The composition property in Lemma 2 suggests that, for the same overall privacy guarantee, utilizing the privacy amplification effect allows for $\frac{\pi}{2} \approx 1.5\times$ training steps with the same Gaussian noise variance per step. We believe that 50% more training steps is meaningful in improving the overall performance, as also suggested in [R6]. To alleviate your concern, due to limited time, we further perform some additional experiments on Fashion-MNIST ( $\alpha = 0.1$ , 10 repeats). Particularly, we add two more baselines: (1) G-NoisySign without utilizing the privacy amplification analyses (i.e., adding Gaussian noise with the same variance as DP-SGD); (2) G-NoisySign that runs 320 rounds (slightly more than $500*2/\pi$ rounds) instead of 500 rounds. The results are given below. It can be observed that G-NoisySign and G-NoisySign-Vote outperform the two additional baselines in all the examined privacy budgets, which validates that the privacy amplification indeed leads to improvement in test accuracy. Note that the results for the 5 algorithms in the manuscript are slightly different since we run more repeats here.

$\mu$	0.04	0.08	0.4	0.8	1.6
Gaussian Noise	$43.78\pm1.98\\%$	$58.69\pm1.48\\%$	$73.48\pm 0.49\\%$	$77.17\pm0.51\\%$	$79.90\pm 0.25\\%$
G-NoisySign	$45.24\pm2.51\\%$	$58.46\pm2.48\\%$	$73.78\pm0.57\\%$	$77.20\pm0.29\\%$	$79.57\pm0.57\\%$
G-NoisySign (320 Round)	$40.94\pm4.49\\%$	$54.49\pm2.68\\%$	$72.71\pm0.68\\%$	$76.15\pm0.46\\%$	$78.70\pm0.65\\%$
G-NoisySign w.o. privacy amplification	$37.36\pm4.07\\%$	$52.06\pm2.54\\%$	$72.83\pm0.62\\%$	$76.49\pm0.43\\%$	$79.11\pm0.45\\%$
G-NoisySign-Vote	$42.18\pm4.03\\%$	$56.59\pm1.91\\%$	$73.23\pm0.66\\%$	$76.47\pm0.61\\%$	$79.27\pm 0.37\\%$
G-NoisySign-Vote (320 Round)	$35.79\pm5.61\\%$	$49.85\pm2.65\\%$	$71.69\pm0.64\\%$	$75.17\pm0.39\\%$	$78.01\pm0.60\\%$
G-NoisySign-Vote w.o. privacy amplification	$38.00\pm5.26\\%$	$49.85\pm3.22\\%$	$71.64\pm0.83\\%$	$75.84\pm0.55\\%$	$78.52\pm0.39\\%$
L-NoisySign	$42.52\pm3.11\\%$	$58.39\pm1.53\\%$	$73.89\pm0.78\\%$	$77.18\pm0.31\\%$	$79.66\pm0.45\\%$
L-NoisySign-Vote	$40.46\pm3.82\\%$	$53.89\pm1.82\\%$	$73.23\pm0.47\\%$	$76.49\pm0.31\\%$	$79.24\pm0.31\\%$

Randomizing the sign: Indeed, further randomizing the signs on top of the current mechanism will add another level of privacy amplification, and the gain could be arbitrarily large (flipping the sign with a probability of 0.5 yields perfect privacy).

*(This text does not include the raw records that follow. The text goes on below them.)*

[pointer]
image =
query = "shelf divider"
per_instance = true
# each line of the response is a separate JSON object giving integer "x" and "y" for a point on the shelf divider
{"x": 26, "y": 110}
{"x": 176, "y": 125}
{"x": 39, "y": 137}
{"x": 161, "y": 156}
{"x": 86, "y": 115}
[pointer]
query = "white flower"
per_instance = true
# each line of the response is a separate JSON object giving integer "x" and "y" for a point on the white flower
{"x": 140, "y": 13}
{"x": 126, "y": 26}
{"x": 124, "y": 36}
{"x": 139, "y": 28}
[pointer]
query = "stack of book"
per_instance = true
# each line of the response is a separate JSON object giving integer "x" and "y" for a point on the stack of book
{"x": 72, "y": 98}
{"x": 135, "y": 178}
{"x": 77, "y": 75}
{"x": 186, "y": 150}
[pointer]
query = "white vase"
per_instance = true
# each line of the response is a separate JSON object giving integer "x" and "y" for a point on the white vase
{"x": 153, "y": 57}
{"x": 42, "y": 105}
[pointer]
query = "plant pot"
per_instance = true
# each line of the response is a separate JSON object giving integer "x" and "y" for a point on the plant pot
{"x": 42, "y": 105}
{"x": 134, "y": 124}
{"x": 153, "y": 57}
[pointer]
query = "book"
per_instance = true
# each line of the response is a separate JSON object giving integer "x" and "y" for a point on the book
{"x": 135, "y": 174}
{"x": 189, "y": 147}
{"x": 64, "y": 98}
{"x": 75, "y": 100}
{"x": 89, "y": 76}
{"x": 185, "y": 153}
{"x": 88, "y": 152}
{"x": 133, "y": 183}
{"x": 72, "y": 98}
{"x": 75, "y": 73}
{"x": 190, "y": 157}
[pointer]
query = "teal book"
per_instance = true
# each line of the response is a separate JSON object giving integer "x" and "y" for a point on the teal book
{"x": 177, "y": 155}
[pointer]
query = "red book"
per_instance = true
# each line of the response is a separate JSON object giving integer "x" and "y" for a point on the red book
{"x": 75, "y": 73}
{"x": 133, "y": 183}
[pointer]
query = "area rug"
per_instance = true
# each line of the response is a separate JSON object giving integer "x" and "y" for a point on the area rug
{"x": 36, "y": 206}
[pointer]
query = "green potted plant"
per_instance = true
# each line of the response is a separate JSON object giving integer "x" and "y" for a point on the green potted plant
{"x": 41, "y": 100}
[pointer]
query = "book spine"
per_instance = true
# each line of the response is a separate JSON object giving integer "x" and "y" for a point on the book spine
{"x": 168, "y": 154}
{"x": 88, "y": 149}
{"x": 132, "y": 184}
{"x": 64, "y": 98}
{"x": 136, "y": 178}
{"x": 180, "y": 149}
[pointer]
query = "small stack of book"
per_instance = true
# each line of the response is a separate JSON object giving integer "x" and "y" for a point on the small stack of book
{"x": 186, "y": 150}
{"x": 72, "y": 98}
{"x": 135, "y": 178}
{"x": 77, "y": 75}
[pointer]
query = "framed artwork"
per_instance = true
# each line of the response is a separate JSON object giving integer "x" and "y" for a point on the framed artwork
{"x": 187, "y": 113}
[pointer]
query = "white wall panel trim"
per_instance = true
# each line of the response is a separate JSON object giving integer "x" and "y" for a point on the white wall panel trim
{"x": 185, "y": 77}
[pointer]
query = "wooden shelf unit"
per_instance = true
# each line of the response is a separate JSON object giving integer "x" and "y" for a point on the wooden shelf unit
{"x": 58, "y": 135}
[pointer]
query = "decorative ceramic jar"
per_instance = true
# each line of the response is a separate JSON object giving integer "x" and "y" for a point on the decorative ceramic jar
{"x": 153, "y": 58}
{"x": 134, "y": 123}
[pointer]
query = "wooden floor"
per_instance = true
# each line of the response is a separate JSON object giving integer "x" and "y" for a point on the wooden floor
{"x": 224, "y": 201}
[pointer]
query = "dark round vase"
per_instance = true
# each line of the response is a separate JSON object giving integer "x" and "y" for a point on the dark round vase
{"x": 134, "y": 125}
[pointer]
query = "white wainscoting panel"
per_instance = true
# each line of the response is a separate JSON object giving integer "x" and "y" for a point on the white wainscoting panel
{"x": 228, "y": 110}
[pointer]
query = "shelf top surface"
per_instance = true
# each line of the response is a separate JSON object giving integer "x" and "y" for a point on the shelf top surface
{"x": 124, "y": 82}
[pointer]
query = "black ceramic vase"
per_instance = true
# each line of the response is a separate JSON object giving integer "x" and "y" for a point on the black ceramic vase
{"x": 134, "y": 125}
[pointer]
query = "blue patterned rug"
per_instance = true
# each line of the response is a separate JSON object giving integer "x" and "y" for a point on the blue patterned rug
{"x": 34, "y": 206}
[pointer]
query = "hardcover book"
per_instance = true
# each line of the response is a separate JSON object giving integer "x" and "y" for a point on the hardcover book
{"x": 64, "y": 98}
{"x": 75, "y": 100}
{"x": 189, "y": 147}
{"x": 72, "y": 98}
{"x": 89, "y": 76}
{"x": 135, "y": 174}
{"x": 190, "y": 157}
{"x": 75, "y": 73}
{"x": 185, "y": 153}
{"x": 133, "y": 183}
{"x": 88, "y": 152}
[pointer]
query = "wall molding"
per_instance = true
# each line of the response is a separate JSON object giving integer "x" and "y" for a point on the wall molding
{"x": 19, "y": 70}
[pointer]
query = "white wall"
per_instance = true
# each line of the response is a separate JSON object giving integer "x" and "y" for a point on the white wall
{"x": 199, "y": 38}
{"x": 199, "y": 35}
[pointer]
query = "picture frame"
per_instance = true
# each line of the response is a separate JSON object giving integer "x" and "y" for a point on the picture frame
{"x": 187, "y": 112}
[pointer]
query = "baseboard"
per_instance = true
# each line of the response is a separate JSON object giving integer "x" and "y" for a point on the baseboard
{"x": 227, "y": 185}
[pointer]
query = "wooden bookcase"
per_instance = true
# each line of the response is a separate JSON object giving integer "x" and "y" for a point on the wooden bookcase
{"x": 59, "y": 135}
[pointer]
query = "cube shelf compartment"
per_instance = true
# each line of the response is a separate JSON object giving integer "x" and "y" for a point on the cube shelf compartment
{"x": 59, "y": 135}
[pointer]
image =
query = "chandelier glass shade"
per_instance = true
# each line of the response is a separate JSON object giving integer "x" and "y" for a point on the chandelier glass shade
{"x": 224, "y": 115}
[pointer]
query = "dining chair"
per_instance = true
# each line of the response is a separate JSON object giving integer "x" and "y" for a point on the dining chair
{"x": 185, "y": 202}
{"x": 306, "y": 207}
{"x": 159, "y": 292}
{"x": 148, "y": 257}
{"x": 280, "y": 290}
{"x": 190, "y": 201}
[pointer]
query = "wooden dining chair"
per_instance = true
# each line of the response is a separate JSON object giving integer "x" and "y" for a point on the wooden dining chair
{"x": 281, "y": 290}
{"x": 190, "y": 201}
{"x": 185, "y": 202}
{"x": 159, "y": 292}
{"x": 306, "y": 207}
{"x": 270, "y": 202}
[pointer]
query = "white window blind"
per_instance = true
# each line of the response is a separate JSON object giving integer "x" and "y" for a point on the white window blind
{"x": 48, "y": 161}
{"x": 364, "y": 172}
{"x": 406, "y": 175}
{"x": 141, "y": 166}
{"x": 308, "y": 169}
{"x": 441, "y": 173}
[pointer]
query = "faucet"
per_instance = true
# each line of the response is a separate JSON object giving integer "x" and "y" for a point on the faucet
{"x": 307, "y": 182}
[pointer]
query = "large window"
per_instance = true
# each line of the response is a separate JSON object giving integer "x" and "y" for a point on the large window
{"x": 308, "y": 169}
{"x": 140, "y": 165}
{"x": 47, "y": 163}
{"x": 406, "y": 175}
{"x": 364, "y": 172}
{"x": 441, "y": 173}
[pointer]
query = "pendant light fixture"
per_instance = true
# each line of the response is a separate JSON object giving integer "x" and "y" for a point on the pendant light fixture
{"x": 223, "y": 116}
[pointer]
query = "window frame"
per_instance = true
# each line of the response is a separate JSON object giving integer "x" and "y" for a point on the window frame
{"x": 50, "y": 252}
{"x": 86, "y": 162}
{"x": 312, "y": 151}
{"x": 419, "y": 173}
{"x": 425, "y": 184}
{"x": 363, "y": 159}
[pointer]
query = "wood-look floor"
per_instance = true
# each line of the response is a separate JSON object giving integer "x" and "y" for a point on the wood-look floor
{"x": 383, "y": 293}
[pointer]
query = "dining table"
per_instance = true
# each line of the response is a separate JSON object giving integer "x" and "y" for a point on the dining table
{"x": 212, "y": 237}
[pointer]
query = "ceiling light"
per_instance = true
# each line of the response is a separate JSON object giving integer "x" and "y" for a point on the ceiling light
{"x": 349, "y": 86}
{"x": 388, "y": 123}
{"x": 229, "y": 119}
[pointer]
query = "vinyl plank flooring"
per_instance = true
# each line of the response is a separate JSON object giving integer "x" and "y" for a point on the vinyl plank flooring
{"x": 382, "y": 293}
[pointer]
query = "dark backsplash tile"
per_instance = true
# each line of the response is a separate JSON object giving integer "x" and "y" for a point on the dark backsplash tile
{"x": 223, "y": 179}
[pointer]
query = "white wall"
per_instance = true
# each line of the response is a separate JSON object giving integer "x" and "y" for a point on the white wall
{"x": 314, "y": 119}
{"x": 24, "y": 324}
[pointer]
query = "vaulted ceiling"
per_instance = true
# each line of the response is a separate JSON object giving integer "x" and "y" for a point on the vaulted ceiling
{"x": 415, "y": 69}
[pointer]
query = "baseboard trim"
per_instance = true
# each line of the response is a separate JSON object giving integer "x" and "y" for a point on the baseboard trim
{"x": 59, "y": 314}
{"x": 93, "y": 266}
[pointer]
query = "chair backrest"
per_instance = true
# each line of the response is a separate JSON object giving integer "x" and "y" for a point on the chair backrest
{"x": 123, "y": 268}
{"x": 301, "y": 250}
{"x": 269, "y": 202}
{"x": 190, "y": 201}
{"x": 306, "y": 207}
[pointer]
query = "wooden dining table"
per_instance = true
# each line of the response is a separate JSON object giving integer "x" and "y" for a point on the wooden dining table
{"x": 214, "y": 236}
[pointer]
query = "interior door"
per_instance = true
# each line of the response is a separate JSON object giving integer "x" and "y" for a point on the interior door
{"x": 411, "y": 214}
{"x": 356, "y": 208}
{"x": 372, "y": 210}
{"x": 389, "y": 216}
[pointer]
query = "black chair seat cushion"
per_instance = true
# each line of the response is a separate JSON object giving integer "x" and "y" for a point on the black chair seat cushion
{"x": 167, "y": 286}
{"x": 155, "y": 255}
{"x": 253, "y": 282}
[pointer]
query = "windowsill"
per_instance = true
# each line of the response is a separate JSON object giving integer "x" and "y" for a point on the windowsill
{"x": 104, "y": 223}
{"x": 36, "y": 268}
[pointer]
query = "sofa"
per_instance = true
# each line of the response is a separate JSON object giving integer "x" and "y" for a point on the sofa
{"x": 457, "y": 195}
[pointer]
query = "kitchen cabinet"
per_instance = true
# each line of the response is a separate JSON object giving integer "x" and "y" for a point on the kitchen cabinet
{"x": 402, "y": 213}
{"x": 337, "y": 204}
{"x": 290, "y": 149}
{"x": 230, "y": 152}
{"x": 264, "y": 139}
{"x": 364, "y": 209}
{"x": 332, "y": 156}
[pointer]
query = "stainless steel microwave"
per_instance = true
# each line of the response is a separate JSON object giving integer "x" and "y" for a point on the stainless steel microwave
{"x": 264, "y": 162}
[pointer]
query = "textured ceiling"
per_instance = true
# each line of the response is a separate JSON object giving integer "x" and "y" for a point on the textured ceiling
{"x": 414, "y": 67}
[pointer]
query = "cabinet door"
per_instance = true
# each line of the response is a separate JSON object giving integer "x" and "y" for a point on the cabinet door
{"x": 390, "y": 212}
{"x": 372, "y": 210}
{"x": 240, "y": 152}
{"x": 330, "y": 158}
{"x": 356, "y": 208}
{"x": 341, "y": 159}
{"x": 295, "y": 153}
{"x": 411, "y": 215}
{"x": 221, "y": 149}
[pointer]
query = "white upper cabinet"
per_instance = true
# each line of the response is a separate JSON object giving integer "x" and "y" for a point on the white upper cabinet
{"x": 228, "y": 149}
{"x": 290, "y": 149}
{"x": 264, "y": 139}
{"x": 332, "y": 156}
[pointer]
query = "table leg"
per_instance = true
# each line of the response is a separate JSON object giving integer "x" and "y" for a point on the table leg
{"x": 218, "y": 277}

We hope that your comments have been addressed adequately. Please let us know if there are any questions.

[R6] J. Jang, et al., Rethinking dp-sgd in discrete domain: Exploring logistic distribution in the realm of signSGD. ICML, 2024.

最终决定Accept (poster)

2025-05-01

This paper analyzes a noisy variant of SignSGD that adds Gaussian noise for differential privacy before applying sign compression. The authors show that the sign operator enables slightly stronger privacy guarantees than standard post-processing. Most reviewers found the setting and results interesting, though they requested clarifications on several points. The rebuttal addressed many of these concerns and included new experiments demonstrating utility gains from the improved analysis, directly responding to one of Reviewer AkDc’s key concerns.

Considering the reviews, rebuttal, and discussion, I find this a solid contribution and recommend acceptance.